Ms. Hennessee said offshore investors are much more fickle than U.S. hedge fund investors, so more funds will have been shut down, even if a manager's style is successful longer term.
"One or two quarters of bad performance, and they're gone," she said in regard to offshore fund investors.
Mr. Ibbotson acknowledged there might be managers who dropped out of databases for reasons other than bad performance, but those are likely to be exceptions. In 1995, the last year looked at in the study, 33 hedge fund managers went defunct, four were removed by the publisher, and 21 were dropped at their request.
Others underscored the importance of qualitative analysis in selecting hedge fund managers, but were less critical of the study and its results.
Jim Berens is director of research for Collins Group, Newport Beach, Calif., which invests in hedge funds on behalf of institutions. He noted the study results do show a positive alpha for hedge fund managers over the term of the study.
It is only the persistence of that alpha the study cannot find.
"We've reached somewhat similar conclusions," he said.
He agrees with the study's basic conclusion: that there is alpha among hedge fund managers, but using past performance to pick a hedge fund manager is probably a bad idea.
Collins Associates executives analyze the investment processes of hedge fund managers, and try to see if it is repeatable, he said.
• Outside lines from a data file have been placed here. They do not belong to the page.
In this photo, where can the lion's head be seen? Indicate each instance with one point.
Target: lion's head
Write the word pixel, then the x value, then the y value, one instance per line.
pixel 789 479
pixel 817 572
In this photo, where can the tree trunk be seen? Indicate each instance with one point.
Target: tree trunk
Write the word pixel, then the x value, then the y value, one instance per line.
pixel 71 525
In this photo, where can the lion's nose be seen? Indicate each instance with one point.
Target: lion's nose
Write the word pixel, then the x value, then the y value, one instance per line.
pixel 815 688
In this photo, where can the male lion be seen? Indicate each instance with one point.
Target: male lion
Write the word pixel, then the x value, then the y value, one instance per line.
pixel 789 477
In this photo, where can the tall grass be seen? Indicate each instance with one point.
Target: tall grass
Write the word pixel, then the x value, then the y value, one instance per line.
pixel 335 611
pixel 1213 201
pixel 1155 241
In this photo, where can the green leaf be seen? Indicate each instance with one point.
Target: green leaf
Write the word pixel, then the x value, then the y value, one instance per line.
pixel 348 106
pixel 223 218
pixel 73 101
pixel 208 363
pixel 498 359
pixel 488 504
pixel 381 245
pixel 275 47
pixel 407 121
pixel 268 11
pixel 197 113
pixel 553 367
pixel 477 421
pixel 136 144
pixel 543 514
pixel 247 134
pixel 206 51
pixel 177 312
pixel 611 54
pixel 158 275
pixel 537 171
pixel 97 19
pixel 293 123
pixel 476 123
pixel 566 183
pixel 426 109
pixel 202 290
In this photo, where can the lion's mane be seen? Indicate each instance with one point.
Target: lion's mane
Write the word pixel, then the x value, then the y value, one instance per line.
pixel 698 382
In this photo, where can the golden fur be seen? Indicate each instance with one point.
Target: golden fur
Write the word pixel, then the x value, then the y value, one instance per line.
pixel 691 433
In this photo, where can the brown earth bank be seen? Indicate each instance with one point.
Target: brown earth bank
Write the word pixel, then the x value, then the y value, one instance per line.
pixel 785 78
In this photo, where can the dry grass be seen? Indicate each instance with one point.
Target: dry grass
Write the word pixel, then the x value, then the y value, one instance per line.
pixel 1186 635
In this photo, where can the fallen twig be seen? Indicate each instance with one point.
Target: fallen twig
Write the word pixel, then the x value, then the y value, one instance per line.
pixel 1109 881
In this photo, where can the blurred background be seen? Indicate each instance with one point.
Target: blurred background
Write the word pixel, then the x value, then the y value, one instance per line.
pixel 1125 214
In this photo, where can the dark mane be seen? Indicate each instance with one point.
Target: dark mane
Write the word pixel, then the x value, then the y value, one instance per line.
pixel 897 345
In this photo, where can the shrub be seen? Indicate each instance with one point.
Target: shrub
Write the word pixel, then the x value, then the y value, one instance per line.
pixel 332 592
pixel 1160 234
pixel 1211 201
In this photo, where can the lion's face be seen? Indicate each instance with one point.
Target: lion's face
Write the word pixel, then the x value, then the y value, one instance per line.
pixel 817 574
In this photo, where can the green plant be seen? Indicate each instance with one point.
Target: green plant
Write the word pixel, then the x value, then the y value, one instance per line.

They also try to see if the hedge fund manager can succeed as an investment organization, he said.
And in Collins' direct experience investing with hedge funds, they have found alpha, he said.
Patrick J. Moriarty, who works with hedge funds for Evaluation Associates Capital Markets Inc., Norwalk, Conn., said: "We do a lot of quantitative (work), but in the end we think qualitative is more important."
"Performance is really the last thing we look at," Mr. Moriarty said.
Some other consultants said the study's data source wasn't a proper sample of the hedge fund industry.
Joseph Nicholas, president of Hedge Fund Research L.L.C., Chicago, said: "The study is hugely flawed, and is not representative of the hedge fund world." By example, he noted that in the 1994 data the study used, only about 56% of the funds in the book were actually hedge funds.